Кроме бороды, бросались в глаза очки в золотой оправе и белые полные руки.
Глеб вкатился в квартиру Алексея вместе с водителем санитарки, который толкал перед собой его коляску, и теперь их в кабинете оказалось четверо, считая и самого Лешку, глаза у которого как-то странно бегали, избегая смотреть в сторону Глеба.
После всего происшедшего Глебу это очень не понравилось и он подумал, что история со стрельбой, начавшаяся у него дома, похоже, еще не завершилась.

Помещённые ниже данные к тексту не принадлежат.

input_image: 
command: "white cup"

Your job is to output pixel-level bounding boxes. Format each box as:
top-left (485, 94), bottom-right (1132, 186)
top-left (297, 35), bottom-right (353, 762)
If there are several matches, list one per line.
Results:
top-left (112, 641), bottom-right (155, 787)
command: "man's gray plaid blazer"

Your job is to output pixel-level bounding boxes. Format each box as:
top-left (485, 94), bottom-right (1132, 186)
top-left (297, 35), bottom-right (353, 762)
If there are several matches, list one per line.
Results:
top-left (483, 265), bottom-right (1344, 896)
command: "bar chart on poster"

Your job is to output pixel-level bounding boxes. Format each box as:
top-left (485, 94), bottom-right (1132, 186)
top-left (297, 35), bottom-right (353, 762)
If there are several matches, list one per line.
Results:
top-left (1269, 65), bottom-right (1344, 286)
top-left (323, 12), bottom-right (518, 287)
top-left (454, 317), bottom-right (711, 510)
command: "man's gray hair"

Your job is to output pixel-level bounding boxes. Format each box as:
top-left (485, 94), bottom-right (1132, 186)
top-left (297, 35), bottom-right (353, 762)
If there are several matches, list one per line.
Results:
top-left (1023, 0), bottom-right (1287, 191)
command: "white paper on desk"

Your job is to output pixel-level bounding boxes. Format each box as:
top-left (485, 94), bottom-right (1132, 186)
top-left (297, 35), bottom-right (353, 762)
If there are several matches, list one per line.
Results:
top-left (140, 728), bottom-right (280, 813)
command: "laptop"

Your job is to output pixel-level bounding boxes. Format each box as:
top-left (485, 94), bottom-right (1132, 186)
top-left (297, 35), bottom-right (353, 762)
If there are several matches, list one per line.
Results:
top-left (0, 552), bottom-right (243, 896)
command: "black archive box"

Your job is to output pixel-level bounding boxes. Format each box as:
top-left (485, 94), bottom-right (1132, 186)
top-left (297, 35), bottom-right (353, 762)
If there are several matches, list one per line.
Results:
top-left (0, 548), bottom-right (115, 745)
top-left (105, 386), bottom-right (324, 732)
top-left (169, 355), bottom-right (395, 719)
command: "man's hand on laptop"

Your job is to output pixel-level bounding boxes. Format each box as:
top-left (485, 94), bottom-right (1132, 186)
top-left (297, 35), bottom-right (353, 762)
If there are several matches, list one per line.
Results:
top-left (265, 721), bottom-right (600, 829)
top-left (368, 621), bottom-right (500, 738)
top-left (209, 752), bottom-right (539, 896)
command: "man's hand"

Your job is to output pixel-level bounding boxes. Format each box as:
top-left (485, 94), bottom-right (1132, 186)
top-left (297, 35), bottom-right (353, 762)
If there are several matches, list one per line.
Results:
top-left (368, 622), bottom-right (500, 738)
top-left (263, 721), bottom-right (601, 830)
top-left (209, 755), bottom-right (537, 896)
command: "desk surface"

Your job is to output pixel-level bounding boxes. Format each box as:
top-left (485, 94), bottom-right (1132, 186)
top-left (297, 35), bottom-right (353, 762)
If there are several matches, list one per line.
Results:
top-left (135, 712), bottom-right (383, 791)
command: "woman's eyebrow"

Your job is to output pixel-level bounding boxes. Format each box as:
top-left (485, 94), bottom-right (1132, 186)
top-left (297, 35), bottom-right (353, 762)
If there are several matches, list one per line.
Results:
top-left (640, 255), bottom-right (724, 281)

На всякий случай он нащупал в кармане куртки пистолет и незаметно снял его с предохранителя: если понадобится стрелять, то можно это сделать и не вынимая руки из кармана. Раньше он всаживал в десятку три из четырех подобных выстрелов. Но давно не тренировался и не знал, попадет ли, если действительно придется стрелять.
Одно он знал совершенно точно: запихнуть себя силой обратно в санитарную машину он никому не позволит.
— Познакомься с Аркадием Димитриевичем, он очень хотел тебя видеть. Я звонил тебе несколько раз, но неудачно, — проговорил Алексей, по-прежнему глядя в сторону.
— Я знаю. Я даже с тобой разговаривал, если это, конечно, был ты. А вообще-то я был очень занят — в меня стреляли, убили человека в моей квартире.
Глеб ожидал, что после этого сообщения все засуетятся, начнут звонить в милицию или, на худой конец, поинтересуются подробностями. Но никто почему-то не проявил к его сообщению никакого интереса.
Аркадий Димитриевич важно покивал головой и сказал буквально следующее:
— Нынче в Москве каждый день в кого-нибудь стреляют, так что ничего особенного не случилось. Сегодня в вас, завтра еще в кого-нибудь.
— Но ведь человека убили!
— Зря вы об этом беспокоитесь. Может, это и не человек вовсе был. Может, его и не убили, а разыграли специально для вас комедию.
Глеб повернулся к водителю, собираясь потребовать подтверждения своему рассказу, но водитель лишь неопределенно повел плечами и продолжал молча стоять за его спиной, не убирая рук с перекладины на коляске.
Все поведение этих людей было настолько странным, что Глеб не знал уже, что и думать. Однако роль Алексея во всей этой истории ему нравилась все меньше. Лешка был его старым школьным товарищем, но потом, во время службы в армии и после ранения Глеба, они почти не виделись, и он мало что о нем знал. Знакомство поддерживалось лишь редкими телефонными звонками.
— Чем беспокоиться о покойниках, вы бы лучше подумали, отчего простой российский инвалид заинтересовал такую серьезную организацию, как ФИСКА… продолжал между тем Аркадий Димитриевич.
На этой фразе он, однако, выжидательно замолчал, ожидая, что Глеб ответит на этот, не прямо обращенный к нему вопрос. Но теперь уж Глеб окончательно разозлился и потребовал, чтобы Алексей выкатил его в коридор для конфиденциального разговора.
— Что тут у тебя, черт побери, происходит? Кто эти люди?
— Это очень серьезные люди, Глебушка, ты их, пожалуйста, выслушай внимательно. Они все свои обещания выполняют.
— Да кто же они такие?
— Вот этого я, право, не знаю, они толком не говорят.
— Так, может, это мафия какая-то?
— Может, и мафия, но платят за услуги не скупясь, зелененькими. Раз ты их всерьез заинтересовал — считай, что тебе повезло, в твоем-то положении…
От его соболезнующего тона Глеба передернуло, но он сдержался, предпочитая узнать побольше. Все, что он думает об Алексее, он ему обязательно скажет в другой раз, когда представится подходящий случай.
— Так что им, собственно, от меня нужно?
— Разве тебе водитель не говорил?
— Говорил какую-то чушь о вербовке в десантный отряд.
— Вот и соглашайся. Что ты теряешь?
— Да ты посмотри на меня, вы что, сговорились тут все надо мной издеваться?!
Алексей посмотрел на него очень серьезно и немного грустно.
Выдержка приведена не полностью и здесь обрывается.